I am in no capacity an expert on this topic. In depth technical overviews with long lists of references written by those who actually made the field what it is include Yoshua Bengio's "Learning Deep Architectures for AI", Jürgen Schmidhuber's "Deep Learning in Neural Networks: An Overview" and LeCun et al.s' "Deep learning". In particular, this is mostly a history of research in the US/Canada AI community, and even there will not mention many researchers; a particularly in depth history of the field that covers these omissions is Jürgen Schmidhuber's "Deep Learning in Neural Networks: An Overview". I am also most certainly not a professional writer, and will cop to there being shorter and much less technical overviews written by professional writers such as Paul Voosen's "The Believers", John Markoff's "Scientists See Promise in Deep-Learning Programs" and Gary Marcus's "Is “Deep Learning” a Revolution in Artificial Intelligence?". I also will stay away from getting too technical here, but there is a plethora of tutorials on the internet on all the major topics covered in brief by me.
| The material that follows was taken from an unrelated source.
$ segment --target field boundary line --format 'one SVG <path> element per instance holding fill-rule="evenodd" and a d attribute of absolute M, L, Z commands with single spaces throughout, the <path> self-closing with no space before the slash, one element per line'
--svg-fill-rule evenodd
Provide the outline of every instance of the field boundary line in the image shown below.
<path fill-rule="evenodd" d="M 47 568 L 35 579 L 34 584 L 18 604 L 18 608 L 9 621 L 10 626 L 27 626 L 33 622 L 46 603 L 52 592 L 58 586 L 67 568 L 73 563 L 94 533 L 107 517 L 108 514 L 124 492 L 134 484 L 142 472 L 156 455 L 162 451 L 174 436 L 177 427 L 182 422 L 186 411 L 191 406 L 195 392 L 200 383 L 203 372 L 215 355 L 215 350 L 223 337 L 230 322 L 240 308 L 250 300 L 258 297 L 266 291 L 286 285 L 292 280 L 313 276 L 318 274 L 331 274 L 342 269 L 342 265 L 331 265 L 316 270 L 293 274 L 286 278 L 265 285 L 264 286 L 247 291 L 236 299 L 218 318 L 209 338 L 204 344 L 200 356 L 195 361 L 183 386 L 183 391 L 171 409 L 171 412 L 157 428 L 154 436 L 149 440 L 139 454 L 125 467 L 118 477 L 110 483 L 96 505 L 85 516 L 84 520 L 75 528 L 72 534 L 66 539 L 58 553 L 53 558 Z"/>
Any corrections would be greatly appreciated, though I will note some ommisions are intentional since I want to try and keep this 'brief' and a good mix of simple technical explanations and storytelling.
The Centuries Old Machine Learning Algorithm
Let’s start with a brief primer on what Machine Learning is. Take some points on a 2D graph, and draw a line that fits them as well as possible. What you have just done is generalized from a few example of pairs of input values (x) and output values (y) to a general function that can map any input value to an output value. This is known as linear regression, and it is a wonderful little 200 year old technique for extrapolating a general function from some set of input-output pairs. And here’s why having such a technique is wonderful: there is an incalculable number of functions that are hard to develop equations for directly, but are easy to collect examples of input and output pairs for in the real world - for instance, the function mapping an input of recorded audio of a spoken word to an output of what that spoken word is.
Linear regression is a bit too wimpy a technique to solve the problem of speech recognition, but what it does is essentially what supervised Machine Learning is all about: ‘learning’ a function given a training set of examples, where each example is a pair of an input and output from the function (we shall touch on the unsupervised flavor in a little while). In particular, machine learning methods should derive a function that can generalize well to inputs not in the training set, since then we can actually apply it to inputs for which we do not have an output. For instance, Google’s current speech recognition technology is powered by Machine Learning with a massive training set, but not nearly as big a training set as all the possible speech inputs you might task your phone with understanding.
This generalization principle is so important that there is almost always a test set of data (more examples of inputs and outputs) that is not part of the training set. The separate set can be used to evaluate the effectiveness of the machine learning technique by seeing how many of the examples the method correctly computes outputs for given the inputs. The nemesis of generalization is overfitting - learning a function that works really well for the training set but badly on the test set. Since machine learning researchers needed means to compare the effectiveness of their methods, over time there appeared standard datasets of training and testing sets that could be used to evaluate machine learning algorithms.
Okay okay, enough definitions. Point is - our line drawing exercise is a very simple example of supervised machine learning: the points are the training set (X is input and Y is output), the line is the approximated function, and we can use the line to find Y values for X values that don’t match any of the points we started with. Don’t worry, the rest of this history will not be nearly so dry as all this. Here we go.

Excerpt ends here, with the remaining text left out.